The effects of familiarity and language of background music on working memory and language tasks in Singapore

Abstract

The effect of background music on learning and academic performance is highly relevant to the everyday lives of millions of students worldwide. To investigate this, we recruited 165 undergraduate students (71 males and 94 females, mean age of 21.87 years) to complete arithmetic, reading comprehension, and word memory tasks while exposed to familiar or unfamiliar, foreign or first language music, and no music. With the task scores as dependent variables, a significant main effect was observed for music familiarity but not for language. Further analysis showed that only the word memory task was affected by music with significantly higher scores in the familiar than unfamiliar music conditions. Despite a slight negative trend, no significant effect was found in the interaction between music and language conditions. Depending on the task, familiarity but not language of music affected learning and task performance when compared to the no music condition.

Keywords

background music familiarity language of lyrics learning task performance

Studying while playing background music, especially popular vocal music (Teo, 2005), has become a common habit among students (Cockrill, Sullivan, & Norbury, 2011). The concern with whether music might interfere with the learning and performance of students lies in the minds of many. It is commonly perceived that background music negatively affects studying (see, e.g., Lavoie & Collins, 1975; Moreno & Mayer, 2000) especially since music is processed in areas of the brain that also serve many other general functions (Ho, Cheung, & Chan, 2003; Janata, Tillmann, & Bharucha, 2002; Sharps & Pollitt, 1998), where activity in one hemisphere constrains activity in the other (Kinsbourne, 1974). Arising from this is the question of whether the language of lyrics might affect learning and performance given that the effects of lyrics remain inconclusive. For example, Greitemeyer (2009) found that song lyrics elicited prosocial behaviour in the listener, but Pieschl and Fegers (2015) only managed to replicate the findings in aggressive lyrics but not prosocial lyrics.
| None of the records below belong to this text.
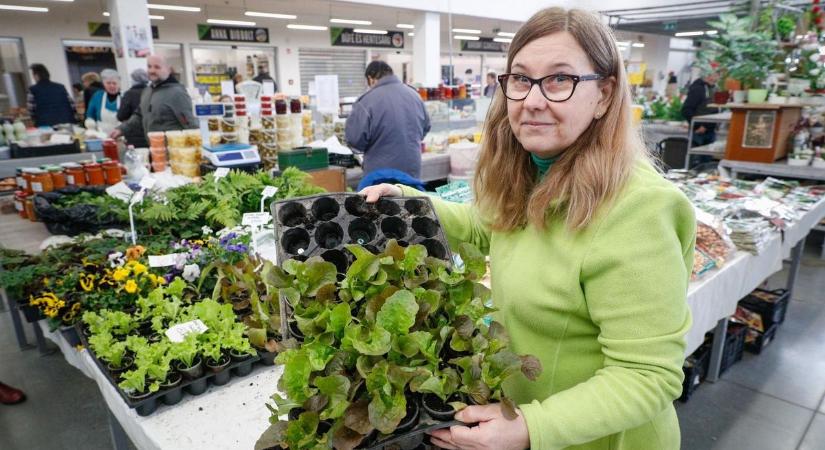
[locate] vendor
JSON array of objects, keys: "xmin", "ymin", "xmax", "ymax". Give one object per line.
[
  {"xmin": 345, "ymin": 61, "xmax": 430, "ymax": 178},
  {"xmin": 362, "ymin": 8, "xmax": 696, "ymax": 450},
  {"xmin": 86, "ymin": 69, "xmax": 120, "ymax": 134}
]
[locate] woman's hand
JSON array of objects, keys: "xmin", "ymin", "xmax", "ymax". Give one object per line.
[
  {"xmin": 430, "ymin": 403, "xmax": 530, "ymax": 450},
  {"xmin": 359, "ymin": 183, "xmax": 402, "ymax": 203}
]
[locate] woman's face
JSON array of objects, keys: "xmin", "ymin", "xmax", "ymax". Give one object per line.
[
  {"xmin": 507, "ymin": 31, "xmax": 613, "ymax": 158},
  {"xmin": 103, "ymin": 79, "xmax": 120, "ymax": 95}
]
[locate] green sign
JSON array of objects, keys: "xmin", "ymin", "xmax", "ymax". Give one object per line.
[{"xmin": 329, "ymin": 27, "xmax": 404, "ymax": 49}]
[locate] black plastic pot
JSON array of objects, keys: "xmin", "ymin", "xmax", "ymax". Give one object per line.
[
  {"xmin": 206, "ymin": 355, "xmax": 231, "ymax": 386},
  {"xmin": 175, "ymin": 356, "xmax": 203, "ymax": 380},
  {"xmin": 160, "ymin": 372, "xmax": 183, "ymax": 405}
]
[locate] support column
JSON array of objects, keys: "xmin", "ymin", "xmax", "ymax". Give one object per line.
[
  {"xmin": 108, "ymin": 0, "xmax": 154, "ymax": 90},
  {"xmin": 413, "ymin": 12, "xmax": 441, "ymax": 87}
]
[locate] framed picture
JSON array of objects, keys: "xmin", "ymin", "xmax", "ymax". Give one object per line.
[{"xmin": 742, "ymin": 110, "xmax": 776, "ymax": 148}]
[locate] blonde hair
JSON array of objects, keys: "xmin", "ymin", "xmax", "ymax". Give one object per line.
[{"xmin": 474, "ymin": 7, "xmax": 647, "ymax": 231}]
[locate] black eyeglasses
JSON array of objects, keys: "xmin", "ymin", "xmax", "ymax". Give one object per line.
[{"xmin": 498, "ymin": 73, "xmax": 604, "ymax": 102}]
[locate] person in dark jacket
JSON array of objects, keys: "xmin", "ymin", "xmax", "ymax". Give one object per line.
[
  {"xmin": 345, "ymin": 61, "xmax": 430, "ymax": 178},
  {"xmin": 28, "ymin": 64, "xmax": 76, "ymax": 127},
  {"xmin": 682, "ymin": 70, "xmax": 719, "ymax": 146},
  {"xmin": 117, "ymin": 69, "xmax": 149, "ymax": 148}
]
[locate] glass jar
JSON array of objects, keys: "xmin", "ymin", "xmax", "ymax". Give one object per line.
[
  {"xmin": 63, "ymin": 163, "xmax": 86, "ymax": 186},
  {"xmin": 49, "ymin": 166, "xmax": 66, "ymax": 190},
  {"xmin": 102, "ymin": 161, "xmax": 123, "ymax": 185},
  {"xmin": 83, "ymin": 163, "xmax": 106, "ymax": 186}
]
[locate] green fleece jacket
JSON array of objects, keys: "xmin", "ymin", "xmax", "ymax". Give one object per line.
[{"xmin": 402, "ymin": 163, "xmax": 696, "ymax": 450}]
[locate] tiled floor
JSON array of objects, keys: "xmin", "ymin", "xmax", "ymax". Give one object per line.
[{"xmin": 0, "ymin": 212, "xmax": 825, "ymax": 450}]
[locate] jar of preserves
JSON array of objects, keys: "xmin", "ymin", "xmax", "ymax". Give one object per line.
[
  {"xmin": 63, "ymin": 163, "xmax": 86, "ymax": 186},
  {"xmin": 102, "ymin": 161, "xmax": 123, "ymax": 185},
  {"xmin": 49, "ymin": 166, "xmax": 66, "ymax": 190},
  {"xmin": 83, "ymin": 163, "xmax": 106, "ymax": 186}
]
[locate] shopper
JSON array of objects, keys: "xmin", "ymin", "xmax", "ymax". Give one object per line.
[
  {"xmin": 363, "ymin": 8, "xmax": 696, "ymax": 450},
  {"xmin": 28, "ymin": 64, "xmax": 76, "ymax": 127},
  {"xmin": 117, "ymin": 69, "xmax": 149, "ymax": 148},
  {"xmin": 484, "ymin": 72, "xmax": 496, "ymax": 97},
  {"xmin": 110, "ymin": 55, "xmax": 198, "ymax": 142},
  {"xmin": 345, "ymin": 61, "xmax": 430, "ymax": 178},
  {"xmin": 86, "ymin": 69, "xmax": 121, "ymax": 134},
  {"xmin": 80, "ymin": 72, "xmax": 103, "ymax": 109},
  {"xmin": 682, "ymin": 68, "xmax": 719, "ymax": 146}
]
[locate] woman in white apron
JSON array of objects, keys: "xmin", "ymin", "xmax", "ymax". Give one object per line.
[{"xmin": 86, "ymin": 69, "xmax": 120, "ymax": 135}]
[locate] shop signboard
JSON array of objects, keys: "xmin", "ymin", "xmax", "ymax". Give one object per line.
[
  {"xmin": 88, "ymin": 22, "xmax": 159, "ymax": 39},
  {"xmin": 329, "ymin": 27, "xmax": 404, "ymax": 49},
  {"xmin": 198, "ymin": 23, "xmax": 269, "ymax": 44},
  {"xmin": 461, "ymin": 38, "xmax": 510, "ymax": 53}
]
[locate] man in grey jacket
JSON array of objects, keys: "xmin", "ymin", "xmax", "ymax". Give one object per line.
[
  {"xmin": 110, "ymin": 55, "xmax": 198, "ymax": 142},
  {"xmin": 346, "ymin": 61, "xmax": 430, "ymax": 178}
]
While music has been found to affect emotional arousal (Gan, Lim, & Haw, 2015; Salimpoor, Benovoy, Larcher, Dagher, & Zatorre, 2011), this has been proposed to be mitigated by familiar music, to which one often becomes habituated (Culbert & Posner, 1960, cited in Wolf & Weiner, 1972). Based on the habituation hypothesis (Wolf & Weiner, 1972), familiar music affected performance positively, making familiarity a better predictor of performance than the volume of the music. Background music is thus less disruptive for tasks requiring minimal central verbal component involvement such as arithmetic (Miller & Schyb, 1989), and is in fact found to be beneficial in reducing anxiety (Barger, 1979; Gan et al., 2015).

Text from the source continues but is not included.